Bernardo Bertolucci may be more familiar to modern audiences for his grand epics like The Last Emperor, but in the early 1970s he was a key figure in Europe's art cinema scene. With The Conformist he combined the radical ideas of his mentor Jean-Luc Godard with a more digestible thriller format, gaining instant international acclaim. Although it remains a dense and intellectual exercise, its relatively conventional hit-man plot and sumptuous photography make it an accessible entry point into the politically charged European filmmaking of the era.

Jean-Louis Trintignant plays Clerici, the titular conformist who's desperate to fit in with the prevailing mood of fascism sweeping 1930s Italy. After joining a paramilitary group he's assigned to assassinate a subversive professor who taught him at college. Combining the execution order with his honeymoon, he takes his new wife to liberal Paris but finds himself haunted by indecision as he falls for the professor's irresistible bohemian wife. Through flashbacks we later realise that Clerici's political views and obsession with convention both derive from a disturbing episode in his childhood that left him repressed and tormented.

"ONE OF THE TRULY GREAT FILMS OF THE 1970S"

With its complex narrative structure and its references to Freudian psychology and left-wing politics, The Conformist is in some ways a demanding film. But visually it is unambiguously beautiful: Vittorio Storaro's cinematography uses darkness and shadows to highlight Clerici's fractured mental state, while Bertolucci entraps his characters within large, empty modernist buildings to convey a sense of fascist menace (surely an influence on Terry Gilliam). A potent mix of sex, psychology, politics and visual extravagance, The Conformist is one of the truly great films of the 1970s that shouldn't be missed on this big-screen re-release.

James Rocarols, BBC Films,  Updated 23 February 2008.

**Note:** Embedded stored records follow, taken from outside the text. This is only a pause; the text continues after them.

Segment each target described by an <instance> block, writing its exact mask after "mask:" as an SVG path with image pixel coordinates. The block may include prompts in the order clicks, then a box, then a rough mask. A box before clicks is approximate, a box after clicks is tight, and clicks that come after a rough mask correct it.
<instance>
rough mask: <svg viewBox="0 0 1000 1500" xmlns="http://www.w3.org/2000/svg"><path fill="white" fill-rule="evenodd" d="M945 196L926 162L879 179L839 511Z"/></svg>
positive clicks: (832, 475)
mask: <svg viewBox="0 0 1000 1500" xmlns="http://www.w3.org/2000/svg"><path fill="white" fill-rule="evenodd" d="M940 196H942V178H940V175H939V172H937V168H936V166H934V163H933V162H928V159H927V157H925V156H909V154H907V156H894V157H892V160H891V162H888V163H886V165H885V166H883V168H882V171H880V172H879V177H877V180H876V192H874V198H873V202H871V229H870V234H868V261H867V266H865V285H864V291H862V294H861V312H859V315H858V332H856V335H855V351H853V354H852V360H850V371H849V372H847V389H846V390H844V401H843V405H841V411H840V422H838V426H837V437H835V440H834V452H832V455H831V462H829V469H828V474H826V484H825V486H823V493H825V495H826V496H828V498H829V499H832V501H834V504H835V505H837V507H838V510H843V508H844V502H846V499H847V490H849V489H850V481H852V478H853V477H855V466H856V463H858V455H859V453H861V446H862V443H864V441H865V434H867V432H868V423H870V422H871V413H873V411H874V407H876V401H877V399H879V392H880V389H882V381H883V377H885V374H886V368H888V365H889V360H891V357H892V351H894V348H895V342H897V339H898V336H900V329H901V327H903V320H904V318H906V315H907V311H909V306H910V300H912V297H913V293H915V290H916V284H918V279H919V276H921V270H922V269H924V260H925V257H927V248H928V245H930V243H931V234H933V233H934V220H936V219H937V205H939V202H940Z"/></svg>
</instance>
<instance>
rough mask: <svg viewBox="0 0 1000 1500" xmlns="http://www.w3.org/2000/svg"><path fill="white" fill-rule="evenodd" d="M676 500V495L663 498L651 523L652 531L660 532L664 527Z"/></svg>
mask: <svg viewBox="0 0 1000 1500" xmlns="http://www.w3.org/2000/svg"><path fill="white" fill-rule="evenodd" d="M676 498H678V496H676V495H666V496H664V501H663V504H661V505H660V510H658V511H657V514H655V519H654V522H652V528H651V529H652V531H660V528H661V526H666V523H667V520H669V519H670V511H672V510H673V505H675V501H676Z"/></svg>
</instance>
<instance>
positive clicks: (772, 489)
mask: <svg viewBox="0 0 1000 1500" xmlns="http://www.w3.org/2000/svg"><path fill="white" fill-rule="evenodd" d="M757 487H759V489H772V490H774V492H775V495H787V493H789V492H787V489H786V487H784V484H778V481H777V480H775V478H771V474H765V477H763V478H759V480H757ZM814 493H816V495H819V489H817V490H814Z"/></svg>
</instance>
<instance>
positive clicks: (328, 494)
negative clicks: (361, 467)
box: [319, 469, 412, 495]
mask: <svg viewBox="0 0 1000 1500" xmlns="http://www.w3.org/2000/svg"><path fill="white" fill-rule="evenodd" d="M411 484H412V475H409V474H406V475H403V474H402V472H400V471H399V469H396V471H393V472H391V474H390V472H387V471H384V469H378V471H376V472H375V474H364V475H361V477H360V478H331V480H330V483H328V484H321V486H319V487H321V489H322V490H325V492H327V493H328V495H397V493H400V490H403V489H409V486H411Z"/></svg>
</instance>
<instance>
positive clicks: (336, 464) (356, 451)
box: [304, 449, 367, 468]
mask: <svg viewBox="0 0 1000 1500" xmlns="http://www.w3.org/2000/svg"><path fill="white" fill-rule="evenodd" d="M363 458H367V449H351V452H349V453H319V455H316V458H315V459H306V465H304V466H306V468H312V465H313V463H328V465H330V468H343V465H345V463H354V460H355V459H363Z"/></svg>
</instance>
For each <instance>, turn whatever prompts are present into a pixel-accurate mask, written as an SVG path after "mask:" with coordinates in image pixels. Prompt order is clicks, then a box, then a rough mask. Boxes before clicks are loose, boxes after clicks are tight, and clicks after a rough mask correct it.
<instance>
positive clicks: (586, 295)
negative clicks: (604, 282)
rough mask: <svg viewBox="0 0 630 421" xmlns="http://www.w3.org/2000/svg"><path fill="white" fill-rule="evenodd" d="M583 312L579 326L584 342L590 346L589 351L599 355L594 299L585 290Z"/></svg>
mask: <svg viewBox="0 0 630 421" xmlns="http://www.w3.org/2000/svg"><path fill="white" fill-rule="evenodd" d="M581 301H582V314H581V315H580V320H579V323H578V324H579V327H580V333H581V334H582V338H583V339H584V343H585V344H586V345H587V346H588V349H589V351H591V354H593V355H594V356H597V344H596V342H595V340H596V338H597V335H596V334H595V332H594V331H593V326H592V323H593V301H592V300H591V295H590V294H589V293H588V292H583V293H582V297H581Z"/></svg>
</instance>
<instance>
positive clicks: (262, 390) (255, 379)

The 29-year-old Bernado Bertolucci became a major international director in 1970 with The Conformist, his adaptation of Alberto Moravia's novel about the making of an Italian fascist, and it is good to have it back on the big screen in a new print that does justice to Vittorio Scarfiotti's art direction. Jean-Louis Trintignant is magnificent as the weak, middle-class intellectual finding a poisonous role as a fascist man of action in Mussolini's Italy, his life story unfolding during a 1938 assignment to assassinate his former mentor, a liberal living in French exile. The astonishing use of Art Deco and grandiose fascist architecture makes it an expressive spectacle, but the psychology is what Orson Welles called 'dollar-book Freud.'

Philip French, The Observer, 2nd March 2008.

Bernardo Bertolucci's mysterious 1970 classic is now on rerelease at London's BFI Southbank as part of a "European Noir" season, and this is perhaps the most sympathetic context for it. What comes across afresh is Italian cinema's recurrent insistence on finding in fascism a sexual reflex - both cause and effect of sexual dysfunction, guilt and abuse. This approach arguably makes light of history and ideology, but Bertolucci's film has the compelling quality of a bad dream.

Jean-Louis Trintignant plays Clerici, a well-to-do young man who has become a self-hating homosexual owing to a bizarre attempt at molestation in childhood by the family chauffeur. Concealing this has led him to want to "fit in" at any price, so he joins Mussolini's fascists in the 1920s. On honeymoon with his bride, Guilia (Stefania Sandrelli), he seeks out Quadri (Enzo Tarascio), the supervisor of his doctoral thesis on Plato, who is now an anti-fascist organiser; Clerici has promised his fascist masters to assassinate this man, to prove his loyalty. The influence on The Godfather is clear, but the movie's decadent sexual torpor marks its difference from the striving, blue-collar cinema of Coppola or Scorsese, alongside that patrician-aesthete view of homosexuality as tragic inner wound. Like a sexualised Masque of the Red Death, The Conformist gives us a fervent Sapphic Tango in Paris, between the wives of Clerici and Quadri. Gripping.

Peter Bradshaw, The Guardian, 29th February 2008.